Reproduce qconv kernel for x86

Hi am using x86_inductor_qunatizer following the given tutorial. I want to implement this on FPGA. However, I am having trouble find x86 kernel c++/python implementation of these quantized qconv which are suppose to be defined in torch.ops.qconv but going /ATen/native/quantized/library.cpp wasn’t much helpful.

Here is my understanding of the whole quantized conv execution for x86_inductor.
Data types:
weights: qint8 [-128 to 127]
input output: qunit8 [0-255]
Bias: float32 converted to bias_q: vector
Multiplication: int32
Accumulation: int32
Bias addition: int32
input scale: float32
input zero point: int32
per channel scales: vector
output scale: float32
output zero point: int32

I used symmetric quantization so all zeros points are actually zero.

Here is python version in this gist. It include my understanding of bias_q from this thread

Can someone please help me sort this out, either by helping me verify the gist, i.e. ideas how can I make sure it mimics x86 kernel implementation so I can write FPGA code for it OR point me to kernel implementation of it.

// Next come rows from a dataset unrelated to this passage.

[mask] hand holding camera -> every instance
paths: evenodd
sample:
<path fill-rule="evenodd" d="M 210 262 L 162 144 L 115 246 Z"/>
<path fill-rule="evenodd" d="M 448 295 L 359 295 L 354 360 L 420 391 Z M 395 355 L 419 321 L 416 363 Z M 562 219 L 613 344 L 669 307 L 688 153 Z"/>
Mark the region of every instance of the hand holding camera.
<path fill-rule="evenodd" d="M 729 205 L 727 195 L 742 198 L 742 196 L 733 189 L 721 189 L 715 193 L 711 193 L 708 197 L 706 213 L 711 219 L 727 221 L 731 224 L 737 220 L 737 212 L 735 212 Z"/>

I want to use x86 unlike Xnnpack because it produces [0-255] outputs so that make my life easier as my activation function is ReLU.

Many thanks in advance.
Gurkirt

x86 conv ops can be found here I think: pytorch/aten/src/ATen/native/quantized/library.cpp at dcfa415e6e10b250e56a1793d45e886fd910358e · pytorch/pytorch · GitHub, tests can be found pytorch/test/quantization/core/test_quantized_op.py at dcfa415e6e10b250e56a1793d45e886fd910358e · pytorch/pytorch · GitHub

thank you @jerryzh168 for your answer. I see the test.py and librarry.cpp points to wrapper for backend kernel, I want to see the how backend implements qconv?
Would be right to say that x86 backend uses onednn backend and compute call goes here oneDNN/src/cpu/gemm_x8s8s32x_convolution.cpp at main · oneapi-src/oneDNN · GitHub ?

Hi @jerryzh168 I made some progress. I am getting almost the same result as one would get after executing graph module.
However, manual quantization execution outputs are on sum:0.1534857451915741 mean: 0.00213174638338387 max: 0.006238460540771484 min: 3.343820571899414e-05 different per output pixel with bias_quantized = True.

Can you please have a look at this gist and see if there is mistake or there some something in gemm that might be causing this difference. It works with pytorch2.4.0+cpu.

I set the quantized bias to be True as it this is what you mentioned earlier in another thread.

If anyone is stubling here, I think I figured it out, you can have look at GitHub - gurkirt/pt2e_quantize_bias for answer/tests.